OSINT Discovery for Credit Unions Case Study
Gateway to Mass Exposure:
How a single GitHub leak exposed 23 credit unions and financial institutions revealing a shared supply chain security risk
At Exploit Strike, we build tools to complement our penetration testing and offensive cybersecurity services. Our most recent creation, Exploit Shield, is an OSINT (Open Source Intelligence) leak detector which helps organizations discover and take down sensitive leaks.
Most Exploit Shield findings involve chasing down a leaked secret in a GitHub repo, misconfigured repositories accidentally set to public, or the occasional client secret for a health record fetching API.
This one was different.
It started the same way most things do: one alert, one config file, tied to a known client.
At first glance, it looked like a small mistake in a public GitHub repository. The kind of hard-coded secret mess cybersecurity teams deal with every day.
While the affected organizations were a mix of banks and credit unions, the underlying exposure was identical across all of them. This was a major leak involving:
23 credit unions
2 large payment processors
1 single vendor in the software supply chain leaking all the goods.
This was a visibility failure that traditional penetration testing did not detect and quietly affected financial institutions serving millions of people.
The OSINT Discovery
We were monitoring GitHub for secrets associated with one of our credit union clients. Exploit Shield flagged a .properties file that appeared to contain core banking credentials. The file was hosted in a public GitHub repository, outside any monitored internal environment.
The filename matched the credit union’s established naming convention, which would ordinarily warrant attention.

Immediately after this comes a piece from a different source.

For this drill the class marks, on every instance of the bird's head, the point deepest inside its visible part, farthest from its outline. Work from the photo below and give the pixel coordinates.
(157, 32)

However, an anomaly was discovered that did not align with the standard pattern.
There wasn’t just one file for one credit union.
In the same directory, there were 23 nearly identical configuration files, each named for a different financial institution.

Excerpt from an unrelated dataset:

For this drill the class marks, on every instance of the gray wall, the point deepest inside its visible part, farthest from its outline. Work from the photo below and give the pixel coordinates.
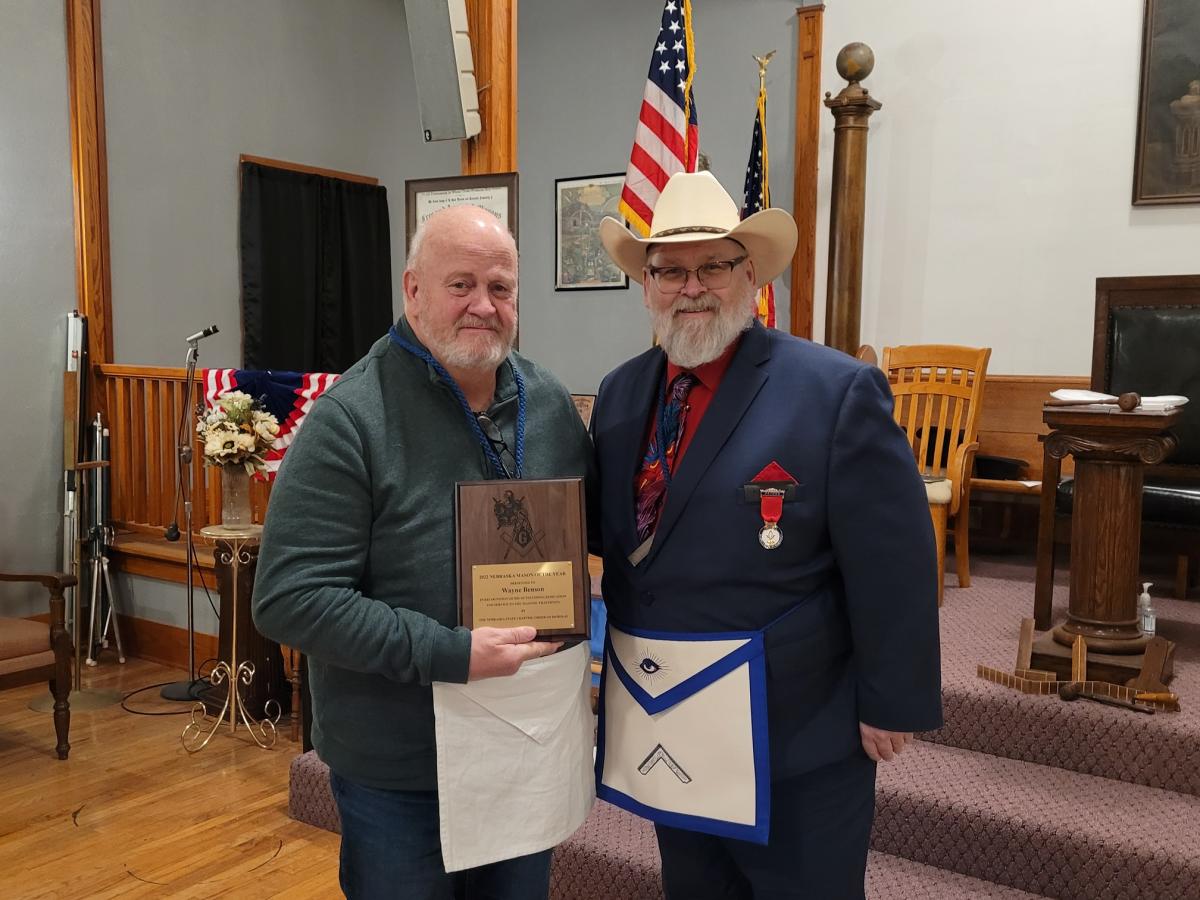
(37, 277)
(582, 69)
(187, 88)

That immediately raised the stakes.
The contents of the files weren’t placeholders. They included hard-coded credentials tied to core banking systems like Symitar and Fiserv DNA, along with API keys used to connect to Visa and MasterCard payment processors.
Symitar core banking URLs and credentials
Fiserv DNA core banking URLs and credentials
At that moment, this stopped being a client issue.
Seeing the Pattern: Expanding the Blast Radius
Any good pentester can recognize patterns in source code. From a risk perspective, this was a software supply chain exposure, not an isolated coding mistake.
Each credit union had its own configuration file following the same structure. The only differences were the organization name, the core banking platform, and the credentials themselves. Institutions running Symitar had Symitar URLs and credentials, while those on Fiserv DNA had equivalent configurations.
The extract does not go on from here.